A las cinco y cuarto el Californian se puso en marcha. Y aunque es seguro que pudimos hacerlo mucho mejor (todo cabe tanto en lo posible como en lo imposible), tampoco le restaré méritos al hecho de estar en movimiento apenas cuarenta minutos después de conocer la noticia de que el Titanic se estaba hundiendo. Si durante la noche hubiese sucedido lo mismo, si alguna sospecha, por insignificante que fuera, nos hubiera hecho creer que dos mil quinientas personas estaban en peligro de morir, la respuesta habría sido exactamente la misma. Pero esto no es más que una divagación. Nunca se nos juzgó por nuestras acciones posteriores. Aunque quizás deberían haberlas tenido en cuenta.

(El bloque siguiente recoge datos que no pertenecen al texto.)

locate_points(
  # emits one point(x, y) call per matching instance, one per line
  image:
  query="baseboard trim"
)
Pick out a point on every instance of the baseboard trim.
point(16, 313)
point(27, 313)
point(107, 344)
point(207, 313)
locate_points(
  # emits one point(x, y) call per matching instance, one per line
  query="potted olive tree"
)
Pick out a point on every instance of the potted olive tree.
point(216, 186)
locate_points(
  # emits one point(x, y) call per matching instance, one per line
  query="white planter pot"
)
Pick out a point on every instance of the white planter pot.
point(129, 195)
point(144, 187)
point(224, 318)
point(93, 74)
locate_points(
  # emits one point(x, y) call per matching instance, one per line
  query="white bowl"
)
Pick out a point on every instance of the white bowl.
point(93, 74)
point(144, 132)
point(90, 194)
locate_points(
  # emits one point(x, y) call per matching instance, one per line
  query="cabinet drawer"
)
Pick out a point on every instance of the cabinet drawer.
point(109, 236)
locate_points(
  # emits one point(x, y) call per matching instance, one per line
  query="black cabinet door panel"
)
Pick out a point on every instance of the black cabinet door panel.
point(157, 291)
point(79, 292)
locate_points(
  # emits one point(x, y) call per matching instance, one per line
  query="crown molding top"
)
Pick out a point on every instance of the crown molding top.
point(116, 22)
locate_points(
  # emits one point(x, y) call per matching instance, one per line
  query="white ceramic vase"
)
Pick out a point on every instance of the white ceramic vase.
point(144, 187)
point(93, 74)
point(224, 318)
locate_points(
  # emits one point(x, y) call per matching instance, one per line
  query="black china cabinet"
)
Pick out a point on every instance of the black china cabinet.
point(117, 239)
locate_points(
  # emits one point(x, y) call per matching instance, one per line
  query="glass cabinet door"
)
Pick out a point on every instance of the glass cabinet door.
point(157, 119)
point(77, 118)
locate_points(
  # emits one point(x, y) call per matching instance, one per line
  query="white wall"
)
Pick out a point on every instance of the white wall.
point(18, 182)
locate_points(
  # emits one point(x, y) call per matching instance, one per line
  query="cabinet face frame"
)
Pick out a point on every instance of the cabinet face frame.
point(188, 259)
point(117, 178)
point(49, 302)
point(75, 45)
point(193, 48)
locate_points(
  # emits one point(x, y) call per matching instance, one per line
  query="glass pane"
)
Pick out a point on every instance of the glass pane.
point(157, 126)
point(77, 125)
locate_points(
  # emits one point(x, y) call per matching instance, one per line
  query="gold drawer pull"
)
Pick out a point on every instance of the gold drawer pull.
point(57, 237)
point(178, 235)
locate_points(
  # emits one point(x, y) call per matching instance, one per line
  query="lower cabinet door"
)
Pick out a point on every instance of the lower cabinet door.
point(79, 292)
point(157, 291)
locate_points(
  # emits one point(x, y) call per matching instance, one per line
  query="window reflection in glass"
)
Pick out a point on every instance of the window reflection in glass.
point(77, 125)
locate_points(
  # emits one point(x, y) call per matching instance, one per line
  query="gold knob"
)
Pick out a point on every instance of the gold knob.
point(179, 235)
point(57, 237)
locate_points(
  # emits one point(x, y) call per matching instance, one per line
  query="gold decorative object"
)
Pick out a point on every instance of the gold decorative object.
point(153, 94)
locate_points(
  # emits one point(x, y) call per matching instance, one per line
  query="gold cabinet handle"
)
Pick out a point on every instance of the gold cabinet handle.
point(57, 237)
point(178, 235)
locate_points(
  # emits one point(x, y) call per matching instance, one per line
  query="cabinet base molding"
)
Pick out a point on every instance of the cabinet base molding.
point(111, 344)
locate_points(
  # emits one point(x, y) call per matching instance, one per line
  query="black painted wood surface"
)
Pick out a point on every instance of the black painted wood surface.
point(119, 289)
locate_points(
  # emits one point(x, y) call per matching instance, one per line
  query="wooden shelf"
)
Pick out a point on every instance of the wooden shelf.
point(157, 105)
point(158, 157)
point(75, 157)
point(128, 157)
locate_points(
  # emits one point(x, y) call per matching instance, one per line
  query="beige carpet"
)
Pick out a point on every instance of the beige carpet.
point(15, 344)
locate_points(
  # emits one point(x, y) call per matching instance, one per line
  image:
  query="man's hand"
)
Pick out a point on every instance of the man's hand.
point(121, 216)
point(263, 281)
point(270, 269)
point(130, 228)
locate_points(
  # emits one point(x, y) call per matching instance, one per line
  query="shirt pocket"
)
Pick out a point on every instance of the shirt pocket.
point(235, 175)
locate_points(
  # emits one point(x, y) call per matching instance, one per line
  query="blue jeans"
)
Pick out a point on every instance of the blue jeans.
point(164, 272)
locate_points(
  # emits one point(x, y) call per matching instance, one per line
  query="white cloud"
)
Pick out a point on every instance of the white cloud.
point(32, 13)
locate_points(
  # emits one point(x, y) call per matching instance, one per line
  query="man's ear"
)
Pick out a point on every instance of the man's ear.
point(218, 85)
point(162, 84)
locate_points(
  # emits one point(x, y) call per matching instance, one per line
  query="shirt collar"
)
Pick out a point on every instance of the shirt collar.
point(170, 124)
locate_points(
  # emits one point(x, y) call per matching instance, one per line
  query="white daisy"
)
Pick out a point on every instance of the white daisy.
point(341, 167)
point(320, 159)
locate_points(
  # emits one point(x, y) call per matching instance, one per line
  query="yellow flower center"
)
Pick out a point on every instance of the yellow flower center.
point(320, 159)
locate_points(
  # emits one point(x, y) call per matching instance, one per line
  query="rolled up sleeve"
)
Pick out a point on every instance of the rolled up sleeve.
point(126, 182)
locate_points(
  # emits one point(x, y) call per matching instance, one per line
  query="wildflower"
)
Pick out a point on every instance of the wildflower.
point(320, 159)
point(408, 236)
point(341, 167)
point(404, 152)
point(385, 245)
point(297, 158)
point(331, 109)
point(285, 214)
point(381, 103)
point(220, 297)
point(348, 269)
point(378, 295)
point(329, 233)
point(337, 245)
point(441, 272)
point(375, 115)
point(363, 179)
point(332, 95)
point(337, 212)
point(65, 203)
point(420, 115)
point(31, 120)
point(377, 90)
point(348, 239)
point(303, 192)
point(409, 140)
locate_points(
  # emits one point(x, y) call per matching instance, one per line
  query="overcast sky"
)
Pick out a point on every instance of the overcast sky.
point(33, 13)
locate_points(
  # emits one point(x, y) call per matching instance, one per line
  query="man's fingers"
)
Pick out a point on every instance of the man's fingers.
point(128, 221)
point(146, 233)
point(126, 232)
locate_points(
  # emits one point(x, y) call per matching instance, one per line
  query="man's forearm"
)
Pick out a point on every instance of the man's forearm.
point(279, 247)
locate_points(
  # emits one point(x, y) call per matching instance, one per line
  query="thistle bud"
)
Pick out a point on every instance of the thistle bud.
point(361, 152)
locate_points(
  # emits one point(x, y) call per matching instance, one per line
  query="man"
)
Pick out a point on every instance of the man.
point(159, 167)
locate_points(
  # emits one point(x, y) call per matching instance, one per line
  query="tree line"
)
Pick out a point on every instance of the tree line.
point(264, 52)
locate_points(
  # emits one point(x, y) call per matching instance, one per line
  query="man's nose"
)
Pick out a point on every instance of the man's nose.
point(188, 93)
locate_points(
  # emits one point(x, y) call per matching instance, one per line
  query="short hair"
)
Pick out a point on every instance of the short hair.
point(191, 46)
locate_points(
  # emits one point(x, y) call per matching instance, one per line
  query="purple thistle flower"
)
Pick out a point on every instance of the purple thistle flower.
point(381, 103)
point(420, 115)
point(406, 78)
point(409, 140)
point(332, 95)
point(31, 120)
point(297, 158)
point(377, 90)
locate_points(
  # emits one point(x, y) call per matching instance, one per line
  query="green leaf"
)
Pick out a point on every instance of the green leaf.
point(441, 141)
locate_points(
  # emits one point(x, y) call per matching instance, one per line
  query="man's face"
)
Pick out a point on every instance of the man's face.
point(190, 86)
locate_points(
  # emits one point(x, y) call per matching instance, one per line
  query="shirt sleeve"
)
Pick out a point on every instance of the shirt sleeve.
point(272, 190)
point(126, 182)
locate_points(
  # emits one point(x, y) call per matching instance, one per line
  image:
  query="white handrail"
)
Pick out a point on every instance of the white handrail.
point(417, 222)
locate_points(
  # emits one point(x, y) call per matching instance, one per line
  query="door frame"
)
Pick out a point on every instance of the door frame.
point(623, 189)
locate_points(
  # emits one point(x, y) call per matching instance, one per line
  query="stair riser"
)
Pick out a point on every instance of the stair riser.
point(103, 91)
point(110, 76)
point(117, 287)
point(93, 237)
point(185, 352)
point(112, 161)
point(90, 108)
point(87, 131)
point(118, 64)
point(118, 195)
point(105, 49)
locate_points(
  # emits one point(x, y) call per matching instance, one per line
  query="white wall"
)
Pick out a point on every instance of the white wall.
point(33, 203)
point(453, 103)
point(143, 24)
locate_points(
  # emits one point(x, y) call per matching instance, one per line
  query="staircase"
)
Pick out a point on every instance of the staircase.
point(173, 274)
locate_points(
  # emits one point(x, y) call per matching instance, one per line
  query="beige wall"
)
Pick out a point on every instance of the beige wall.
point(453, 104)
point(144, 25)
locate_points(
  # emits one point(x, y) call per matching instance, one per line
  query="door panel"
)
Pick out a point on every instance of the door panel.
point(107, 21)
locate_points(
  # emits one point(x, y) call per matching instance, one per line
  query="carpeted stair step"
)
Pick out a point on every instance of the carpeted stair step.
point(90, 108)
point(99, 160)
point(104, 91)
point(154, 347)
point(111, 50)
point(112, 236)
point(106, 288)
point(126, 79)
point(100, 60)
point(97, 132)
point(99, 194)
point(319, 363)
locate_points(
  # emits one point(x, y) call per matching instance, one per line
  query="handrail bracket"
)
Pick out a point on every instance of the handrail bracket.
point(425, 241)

Pude aprovechar un momento para acercarme a hablar con Stone, cuyo ensimismamiento me preocupaba. Traté de que me aclarara de la forma más minuciosa posible lo ocurrido durante la noche. Pero permanecía como ido. Sus monosílabos eran como una erupción del desasosiego que ya comenzaba a aislarlo. Aunque las discusiones sobre lo que había pasado realmente se irían sucediendo en una progresión desbordante, Stone se hundía en las movedizas arenas que por fin revelaban toda su profundidad. En aquel momento debía de estar cotejando sus propias versiones y ahora le resultaba tan obvio como que la mañana había vuelto que lo que vio eran peticiones de auxilio, y que nadie había hecho nada por atenderlas. Sobre todo él, pues se habían avistado durante su guardia. Lo dejé sentado en el comedor de oficiales, observando con malsana fascinación el interior de su taza de café, como si aquel líquido negro que humeaba no fuera otra cosa que una tentadora dosis de cicuta.

Volví al puente de mando y me situé en la barandilla de proa. El barco empezó a moverse, podía observar cómo virábamos lentamente, tan despacio como si algunos marineros a bordo de una barca estuvieran remolcando al Californian tirando de un puñado de cuerdas.

Poco a poco nos fuimos adentrando en el campo de hielo. Y poco a poco, también, las palabras de Evans se agitaron en mi pensamiento como peces fuera del agua, hasta que no me quedó otro remedio que pensar detenidamente en ellas.

Evans tenía razón. Aunque el Titanic hubiera logrado contactar con otros barcos, debía seguir emitiendo en busca de más ayuda. Se estaba hundiendo uno de los transatlánticos más grandes del mundo. Hasta el velero más insignificante podría resultar indispensable en una operación de rescate semejante. Entonces me puse en la piel del capitán Smith. Supuse que habría mantenido a los telegrafistas en su puesto hasta que no se pudiera posponer más su salida del cuarto, lo que, en la práctica, significaba que el barco ya no tenía salvación alguna.

Y como si no fuera capaz de salir de la piel de Smith, también sentí el punzón que debió experimentar él mismo al saber que no le quedaba otro remedio que dejar a todo el mundo desamparado. La falta de antecedentes de accidentes semejantes hacía imposible imaginar qué podía estar sucediendo en un barco tan gigantesco (e insumergible, algo que muchos de sus pasajeros tuvieron muy presente hasta que el agua los degolló) para que se hubiese perdido ya cualquier posibilidad de control sobre el buque y sobre la gente que viajaba a bordo.

Pero por muy aterrador que pudiera resultar lo que cada cual estuviera estableciendo en su cabeza para prepararse contra el horror al que nos dirigíamos prácticamente a cero nudos de velocidad, la verdad es que nadie pudo predecir siquiera lo que no tardaríamos más que una hora en poder contemplar por nosotros mismos, nada más llegar al lugar donde, según todos los mensajes que Evans había estado recibiendo, el Titanic seguía hundiéndose.

Nadie se volvió para mirar qué hacía el tercer barco.

Supongo que los que ya lo conocíamos estábamos completamente seguros de que no tenía la menor intención de ir a salvar a nadie.